Turbulent burning rates of gasoline components, Part 1 – Effect of fuel structure of C6 hydrocarbons

Measurements of laminar and turbulent burning velocities have been made for premixed hydrocarbon-air flames with six carbon atoms including unsaturated, branched and cyclic molecules. The seven different fuels studied were n-hexane, 1-hexene, 1-hexyne, 2,2 dimethyl butane, 2 methyl pentane (isohexane), cyclohexane and cyclohexene. The tests were performed in a constant volume, optically accessed spherical bomb, with the use of the schlieren technique and a high-speed camera. The deflagrations were initiated at elevated pressure and temperature of 0.5 MPa and 360 K, where burning velocity data is relatively sparse, under laminar and turbulent conditions with rms turbulent velocities of 2 and 6 m/s and for equivalence ratios of 0.78–1.67. The primary objective of this work was to compare the turbulent burn rates of the different fuel–air mixtures; the laminar burning velocities were used to interpret the turbulent data.

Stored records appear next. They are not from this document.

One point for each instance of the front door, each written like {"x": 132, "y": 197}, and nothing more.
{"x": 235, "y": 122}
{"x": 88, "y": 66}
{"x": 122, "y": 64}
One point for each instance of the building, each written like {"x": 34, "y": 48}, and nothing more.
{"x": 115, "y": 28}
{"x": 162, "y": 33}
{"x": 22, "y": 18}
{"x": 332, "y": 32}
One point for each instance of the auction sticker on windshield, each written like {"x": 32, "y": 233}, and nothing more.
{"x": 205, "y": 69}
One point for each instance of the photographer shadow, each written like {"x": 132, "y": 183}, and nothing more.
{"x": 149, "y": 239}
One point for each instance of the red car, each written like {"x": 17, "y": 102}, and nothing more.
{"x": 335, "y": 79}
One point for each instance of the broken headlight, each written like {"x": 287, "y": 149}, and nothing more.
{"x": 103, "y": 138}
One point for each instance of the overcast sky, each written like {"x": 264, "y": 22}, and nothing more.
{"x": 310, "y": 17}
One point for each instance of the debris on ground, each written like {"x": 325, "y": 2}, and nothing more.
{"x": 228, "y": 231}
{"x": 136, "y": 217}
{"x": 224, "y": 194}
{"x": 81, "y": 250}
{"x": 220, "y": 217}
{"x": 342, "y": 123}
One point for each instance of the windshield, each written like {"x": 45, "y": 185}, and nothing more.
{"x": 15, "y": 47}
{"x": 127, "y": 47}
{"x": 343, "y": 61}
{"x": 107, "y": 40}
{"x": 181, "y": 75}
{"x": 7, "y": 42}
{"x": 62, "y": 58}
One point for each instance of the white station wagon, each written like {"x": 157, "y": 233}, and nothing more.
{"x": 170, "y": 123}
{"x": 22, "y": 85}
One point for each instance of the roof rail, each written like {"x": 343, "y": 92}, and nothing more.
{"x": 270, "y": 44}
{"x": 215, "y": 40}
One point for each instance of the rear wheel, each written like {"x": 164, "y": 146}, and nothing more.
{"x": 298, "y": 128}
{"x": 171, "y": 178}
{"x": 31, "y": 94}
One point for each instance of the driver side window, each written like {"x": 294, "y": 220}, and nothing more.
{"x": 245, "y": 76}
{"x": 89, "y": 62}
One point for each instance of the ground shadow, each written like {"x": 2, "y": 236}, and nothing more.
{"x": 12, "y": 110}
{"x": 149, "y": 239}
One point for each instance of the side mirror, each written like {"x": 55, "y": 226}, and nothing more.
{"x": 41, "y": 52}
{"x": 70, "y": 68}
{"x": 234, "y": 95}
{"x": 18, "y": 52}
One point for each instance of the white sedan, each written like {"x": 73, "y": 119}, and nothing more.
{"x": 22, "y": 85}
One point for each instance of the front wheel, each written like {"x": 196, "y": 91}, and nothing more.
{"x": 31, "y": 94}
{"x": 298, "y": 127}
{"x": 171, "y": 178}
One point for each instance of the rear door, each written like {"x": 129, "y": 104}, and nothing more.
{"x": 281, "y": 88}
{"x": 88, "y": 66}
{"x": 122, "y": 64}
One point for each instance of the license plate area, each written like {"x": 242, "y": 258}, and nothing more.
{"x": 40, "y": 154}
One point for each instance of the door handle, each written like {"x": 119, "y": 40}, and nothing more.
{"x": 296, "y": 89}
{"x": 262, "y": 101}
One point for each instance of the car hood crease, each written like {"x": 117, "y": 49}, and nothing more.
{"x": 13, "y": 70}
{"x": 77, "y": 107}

The ranking of the laminar burning velocity was overall found to be 1-hexyne > cyclohexene > 1-hexene > cyclohexane > n-hexane > 2-methyl pentane > 2,2 dimethyl butane for the range of equivalence ratios tested. The ranking was found to be the same for the turbulent burn rate measurements, particularly so for the slowest and fastest fuels. As the rms turbulent velocity increased the relative differences between the fuels were found to generally increase for lean mixtures, remain similar around stoichiometric equivalence ratio and decrease for rich mixtures. This behaviour was linked to the sensitivity of turbulent flames to stretch and thermo-diffusive stability.